Функция ночного сторожа
– Есть соблазн счесть, что мы просто меняем боеголовки на газовую трубу – а ответ миру мы даем тот же, что и двадцать лет назад. На самом деле речь, если я правильно понимаю, уже о другом типе государства. Насколько эта объективность соотносится с той реактивностью, которую мы наблюдаем?

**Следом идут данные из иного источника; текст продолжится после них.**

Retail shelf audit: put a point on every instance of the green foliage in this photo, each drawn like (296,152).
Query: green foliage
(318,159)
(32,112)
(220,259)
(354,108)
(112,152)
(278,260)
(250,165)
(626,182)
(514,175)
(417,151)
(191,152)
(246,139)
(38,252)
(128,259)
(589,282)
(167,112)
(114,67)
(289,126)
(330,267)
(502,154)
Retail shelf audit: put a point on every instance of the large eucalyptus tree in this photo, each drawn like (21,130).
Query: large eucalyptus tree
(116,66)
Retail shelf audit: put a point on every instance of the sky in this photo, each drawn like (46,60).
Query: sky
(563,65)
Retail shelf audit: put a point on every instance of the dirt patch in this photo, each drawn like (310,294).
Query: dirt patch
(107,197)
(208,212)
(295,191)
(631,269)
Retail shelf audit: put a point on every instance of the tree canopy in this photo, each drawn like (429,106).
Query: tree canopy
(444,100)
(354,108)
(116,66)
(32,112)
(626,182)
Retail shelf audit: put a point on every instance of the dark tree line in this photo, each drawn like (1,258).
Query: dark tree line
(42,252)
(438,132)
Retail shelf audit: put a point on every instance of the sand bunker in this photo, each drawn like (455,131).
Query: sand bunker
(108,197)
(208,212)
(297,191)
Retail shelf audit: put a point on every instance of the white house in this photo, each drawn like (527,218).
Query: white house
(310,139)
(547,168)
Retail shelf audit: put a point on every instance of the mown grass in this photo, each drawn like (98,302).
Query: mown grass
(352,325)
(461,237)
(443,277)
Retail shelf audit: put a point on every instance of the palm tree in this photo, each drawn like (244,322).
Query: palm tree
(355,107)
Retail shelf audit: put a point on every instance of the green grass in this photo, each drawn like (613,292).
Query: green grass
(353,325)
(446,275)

– Мы видели уничтожение ЮКОСа. И ждали, что обязательно будет продолжение. На «Вымпелком» наезд был уже готов, и я могу напомнить вам другие примеры. Но в какой-то момент все притормозилось. Власть ощутила реакцию, и она поняла, что эта реакция как внутри страны, так и за рубежом будет неприятная. Начали падать темпы экономического роста, стала расти инфляция. Власть никогда не признавала, что эти явления каким-то образом связаны с наездом на крупный бизнес. Реально же главная причина в том, что действия государства привели к подавлению деловой активности. Бизнес стал менее агрессивным, он забеспокоился, спрятался в скорлупку. Все планы удвоения ВВП вылетели в трубу, хотя на самом деле были реальны. Ведь была исключительно благоприятная ситуация: новая, молодая рыночная экономика с возможностью колоссальных вложений капиталов, высокая активность бизнеса, который был готов брать деньги и реализовать их в разных проектах. Наконец, огромный поток денег от продажи нефти, который поступает в российские банки и может быть предоставлен в виде кредитов, инвестиций в ценные бумаги или в долговые облигации, акции и так далее. Это просто дар божий, гораздо более крупный, чем газовое месторождение в Уренгое или нефтяные скважины. Не использовать это – надо иметь особый талант. Мы могли бы иметь и 10, и 12 процентов роста в год, только надо было, чтобы государство не мешало. Оно должно было выполнять свою первую, самую главную функцию – ночного сторожа. Она заключается в том, чтобы гарантировать выполнение законодательства, контрактных обязательств – и все! То есть оно, конечно, должно еще много всего делать, но если эти функции выполняются, то и у бизнеса, у людей, которые связаны с бизнесом, появляется уверенность. Нефть, конечно, само собой, но Россия – это же чистое поле для бизнеса в некотором роде. Представьте себе, что вы бизнесмен. Вы приходите, сначала вы не разбираетесь тут ни в чем, потом вы занимаетесь каким-то бизнесом и, например, вдруг обнаруживаете, что в России не собирают мусор. Вернее, есть на город одно муниципальное предприятие, а никакое частное предприятие этим не занимается. Никто рекламу не делает, никто ничего не организует. Займитесь! Хотя бы даже у города этого возьмите подряд и займитесь этим бизнесом!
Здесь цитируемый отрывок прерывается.